Friday, June 19, 2009

Etymology of "creep"

Creep is derived from the Old English root that mean to move or walk with the body close to the ground and is related to the term "cripple."

The history of the slang use of the term word "creep" seems to date back to around 1860 to describe the sensation of feeling non-present creatures crawling over ones skin.

Creep began being used to describe a person during the 1930's and meant roughly the same thing as a similar slang terms like a drip or goon, but on a drip or goon that gives you the shivers.


Morris, William and Mary. Dictionary of Word and Phrase Origins

Thursday, June 18, 2009

Etymology of Hunky-dory

According to William and Mary Morris's 1967 Dictionary of Word and Phrases, the decidedly dorky colloquilism "hunky-dory" is probably rooted in the slang used at a Dutch settlement in New Amsterdam where hunk was close to the Dutch word honk, meaning goal.

However, the following story behind the term "everything's hunky dory" is decidedly more entertaining, even if it probably isn't actually true. In Yokahama, Kapan, the principal street that sailor's on shore leave kept an eye for to keep from getting lost was called Hunchodori Street. So long as sailor wandering around knew where to find Hunchodori Street, he knew he could find his way back to the ship.

A similar version of this history of "hunky dory" is that the term honcho-dori means the equivalent of main street for towns that have one. U.S. Sailors may have developed the habit of asking for directions using a bastardization of the word when in any number of cities.

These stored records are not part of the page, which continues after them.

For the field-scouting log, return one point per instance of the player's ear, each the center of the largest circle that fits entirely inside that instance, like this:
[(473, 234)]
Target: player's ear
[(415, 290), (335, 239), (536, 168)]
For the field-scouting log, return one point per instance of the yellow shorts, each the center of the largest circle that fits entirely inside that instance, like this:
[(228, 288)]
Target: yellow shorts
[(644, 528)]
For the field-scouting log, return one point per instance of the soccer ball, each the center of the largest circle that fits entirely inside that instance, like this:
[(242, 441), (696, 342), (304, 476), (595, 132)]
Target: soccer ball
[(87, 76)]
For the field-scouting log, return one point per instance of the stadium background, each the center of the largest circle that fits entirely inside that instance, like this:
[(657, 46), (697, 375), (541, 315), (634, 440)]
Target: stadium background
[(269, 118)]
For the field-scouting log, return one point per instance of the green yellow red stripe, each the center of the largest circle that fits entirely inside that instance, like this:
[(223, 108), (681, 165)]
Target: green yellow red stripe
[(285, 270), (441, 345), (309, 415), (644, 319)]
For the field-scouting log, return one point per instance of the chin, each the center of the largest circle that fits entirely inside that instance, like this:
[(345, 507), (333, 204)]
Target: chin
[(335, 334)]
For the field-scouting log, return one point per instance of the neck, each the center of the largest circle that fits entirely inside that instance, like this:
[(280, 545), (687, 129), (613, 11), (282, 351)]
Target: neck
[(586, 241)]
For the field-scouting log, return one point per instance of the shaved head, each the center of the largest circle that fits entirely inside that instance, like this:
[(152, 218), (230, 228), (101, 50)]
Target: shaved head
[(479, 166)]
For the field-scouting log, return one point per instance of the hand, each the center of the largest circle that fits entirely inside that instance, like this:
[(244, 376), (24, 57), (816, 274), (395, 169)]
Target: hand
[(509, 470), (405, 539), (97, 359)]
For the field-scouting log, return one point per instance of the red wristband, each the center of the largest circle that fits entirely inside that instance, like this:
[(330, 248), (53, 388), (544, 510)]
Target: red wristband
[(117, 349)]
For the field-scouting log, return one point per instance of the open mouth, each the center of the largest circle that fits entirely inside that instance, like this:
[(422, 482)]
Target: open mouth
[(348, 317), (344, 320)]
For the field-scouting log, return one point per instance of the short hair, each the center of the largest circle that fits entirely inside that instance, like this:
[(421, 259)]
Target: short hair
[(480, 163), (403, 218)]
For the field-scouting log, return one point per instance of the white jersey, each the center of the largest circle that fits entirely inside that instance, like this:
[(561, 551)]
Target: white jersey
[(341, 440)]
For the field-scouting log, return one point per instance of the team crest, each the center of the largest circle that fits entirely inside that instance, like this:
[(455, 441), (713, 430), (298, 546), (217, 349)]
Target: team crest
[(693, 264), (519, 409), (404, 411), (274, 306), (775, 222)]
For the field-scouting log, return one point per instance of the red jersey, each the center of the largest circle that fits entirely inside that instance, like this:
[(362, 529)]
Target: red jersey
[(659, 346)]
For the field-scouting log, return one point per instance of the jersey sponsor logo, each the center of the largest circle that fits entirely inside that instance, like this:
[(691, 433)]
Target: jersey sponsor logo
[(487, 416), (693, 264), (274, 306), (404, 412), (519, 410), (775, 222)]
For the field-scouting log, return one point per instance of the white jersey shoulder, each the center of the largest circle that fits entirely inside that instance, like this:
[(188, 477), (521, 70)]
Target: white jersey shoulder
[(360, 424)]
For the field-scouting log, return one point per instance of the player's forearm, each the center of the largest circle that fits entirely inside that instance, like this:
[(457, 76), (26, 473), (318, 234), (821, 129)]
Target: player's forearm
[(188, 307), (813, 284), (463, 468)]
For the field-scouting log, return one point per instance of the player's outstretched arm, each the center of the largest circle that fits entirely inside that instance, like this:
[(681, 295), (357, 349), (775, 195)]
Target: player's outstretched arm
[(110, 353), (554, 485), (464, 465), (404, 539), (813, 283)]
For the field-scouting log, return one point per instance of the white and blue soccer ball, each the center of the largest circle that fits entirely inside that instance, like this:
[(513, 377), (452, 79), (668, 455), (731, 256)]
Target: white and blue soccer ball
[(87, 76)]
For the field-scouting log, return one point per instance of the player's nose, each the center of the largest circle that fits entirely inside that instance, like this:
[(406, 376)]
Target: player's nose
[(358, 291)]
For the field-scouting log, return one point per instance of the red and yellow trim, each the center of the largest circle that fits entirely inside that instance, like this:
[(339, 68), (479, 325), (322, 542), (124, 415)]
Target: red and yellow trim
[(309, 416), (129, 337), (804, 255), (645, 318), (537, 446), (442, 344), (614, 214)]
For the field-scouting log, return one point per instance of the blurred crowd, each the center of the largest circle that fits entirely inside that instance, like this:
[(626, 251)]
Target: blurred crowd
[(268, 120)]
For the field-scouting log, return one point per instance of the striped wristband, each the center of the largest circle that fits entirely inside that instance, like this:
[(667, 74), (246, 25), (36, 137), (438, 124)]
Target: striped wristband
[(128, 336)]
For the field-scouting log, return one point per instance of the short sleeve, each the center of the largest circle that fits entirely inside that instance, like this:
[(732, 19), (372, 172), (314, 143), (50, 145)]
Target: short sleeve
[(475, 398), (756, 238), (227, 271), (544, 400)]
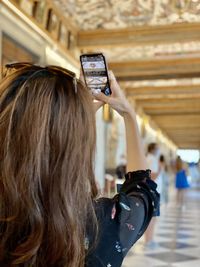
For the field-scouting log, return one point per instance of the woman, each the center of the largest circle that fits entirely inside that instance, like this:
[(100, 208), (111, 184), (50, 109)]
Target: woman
[(49, 211), (181, 183)]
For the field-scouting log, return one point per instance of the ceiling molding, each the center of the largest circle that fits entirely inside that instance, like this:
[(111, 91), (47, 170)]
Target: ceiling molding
[(167, 68), (139, 35)]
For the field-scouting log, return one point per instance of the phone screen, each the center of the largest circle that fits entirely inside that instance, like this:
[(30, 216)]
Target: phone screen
[(95, 72)]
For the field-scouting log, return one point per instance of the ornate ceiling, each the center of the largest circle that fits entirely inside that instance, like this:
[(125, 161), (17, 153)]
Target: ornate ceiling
[(153, 47), (112, 14)]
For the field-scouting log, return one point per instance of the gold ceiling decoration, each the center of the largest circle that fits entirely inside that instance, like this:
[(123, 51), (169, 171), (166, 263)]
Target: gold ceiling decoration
[(113, 14)]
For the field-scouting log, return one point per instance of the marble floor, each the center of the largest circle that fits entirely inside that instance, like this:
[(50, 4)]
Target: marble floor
[(177, 235)]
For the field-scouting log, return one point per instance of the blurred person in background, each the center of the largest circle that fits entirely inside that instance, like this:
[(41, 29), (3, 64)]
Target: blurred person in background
[(153, 164), (164, 178), (181, 182), (50, 213)]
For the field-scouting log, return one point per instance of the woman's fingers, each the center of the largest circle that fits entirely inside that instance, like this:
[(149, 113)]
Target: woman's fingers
[(100, 96), (97, 105), (81, 78), (115, 88)]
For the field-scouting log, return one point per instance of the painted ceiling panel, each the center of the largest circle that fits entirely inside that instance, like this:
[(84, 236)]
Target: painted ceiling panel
[(112, 14)]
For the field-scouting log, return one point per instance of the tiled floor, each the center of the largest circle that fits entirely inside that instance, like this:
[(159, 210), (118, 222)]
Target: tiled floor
[(177, 235)]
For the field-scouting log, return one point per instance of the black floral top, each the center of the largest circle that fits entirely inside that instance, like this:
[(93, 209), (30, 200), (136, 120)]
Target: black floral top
[(123, 219)]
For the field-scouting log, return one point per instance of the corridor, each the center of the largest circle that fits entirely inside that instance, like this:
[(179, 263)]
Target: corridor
[(177, 235)]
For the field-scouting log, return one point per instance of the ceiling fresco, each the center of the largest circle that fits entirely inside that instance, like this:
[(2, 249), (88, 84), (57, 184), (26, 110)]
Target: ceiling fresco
[(112, 14), (119, 54)]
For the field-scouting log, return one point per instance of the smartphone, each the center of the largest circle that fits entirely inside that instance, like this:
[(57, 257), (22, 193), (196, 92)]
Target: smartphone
[(95, 72)]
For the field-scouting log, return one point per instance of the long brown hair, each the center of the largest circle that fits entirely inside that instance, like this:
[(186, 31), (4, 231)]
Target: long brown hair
[(47, 185)]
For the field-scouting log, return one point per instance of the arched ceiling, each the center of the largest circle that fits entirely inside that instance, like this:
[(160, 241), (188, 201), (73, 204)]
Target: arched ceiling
[(115, 14), (153, 46)]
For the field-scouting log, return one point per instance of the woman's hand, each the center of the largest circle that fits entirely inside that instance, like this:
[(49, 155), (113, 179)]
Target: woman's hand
[(117, 100)]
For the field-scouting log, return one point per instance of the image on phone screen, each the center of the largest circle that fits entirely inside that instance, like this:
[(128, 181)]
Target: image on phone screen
[(95, 72)]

The term has been in use in the english language since the middle of the 19th Century.

Friday, June 12, 2009

Etymology of Rhododendron

cue the trumpets

I always thought that the name of this hillside brush sounded like the name of a dinosaur or evil comic book character. Rhododendron, Eater of Souls, or something like that. Sadly the etymology of rhododendron is disappointingly boring. It hasn't changed from the original L. rhododendron, meaning "rose tree."

Wednesday, June 10, 2009

Eymology of Paparazzi

The term paparazzi orginated in the Fellini's 1960 film, La Dolce Vita, after the photographer character named Paparazzo. The name was probably rooted in an older Italian term, papariare, meaning to "wander about wasting time," but it remains unclear where exactly Fellini came up with the name. The term was used in the media to refer to photographers in Time article the following year.